Mahakirau and Kaimarama Rivers
These two small rivers come together to form the Whangamaroro River immediately upstream from the State Highway 25 Bridge about 10 kilometres south of Whitianga.
The Mahakirau is an interesting river to fish with an abundant trout population. The water is usually clear and convenient access is provided by 309 Road (Whitianga – Tapu) which runs alongside the river. Upstream from State Highway 25 an esplanade reserve runs alongside the true left bank (left bank looking downstream), while upstream from the confluence with the Takugawairua Stream there is full esplanade reserve coverage.

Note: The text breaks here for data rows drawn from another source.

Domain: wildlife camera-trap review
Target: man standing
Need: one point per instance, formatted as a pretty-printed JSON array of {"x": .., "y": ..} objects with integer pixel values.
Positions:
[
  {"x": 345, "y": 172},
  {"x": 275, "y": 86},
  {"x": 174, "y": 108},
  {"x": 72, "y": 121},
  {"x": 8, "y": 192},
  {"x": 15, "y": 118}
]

The Kaimarama is a smaller river than the Mahakirau and has been more affected by agricultural runoff, nevertheless it offers attractive fishing water with reasonable trout numbers. Above the confluence with the Mahakirau the first three kilometres of river has full coverage by esplanade reserves.
During the summer months, the Kapowai River has very low flows, nevertheless a healthy trout population is maintained in the large pools that are a feature of the upper reaches. Because of low flows this is a difficult river for nymph or dry fly fishing, but it’s a safe river for children to learn spin fishing with an abundant population of rainbow trout averaging about 0.5 kg.
Access to the Kapowai can be obtained from the Kapowai Valley Road.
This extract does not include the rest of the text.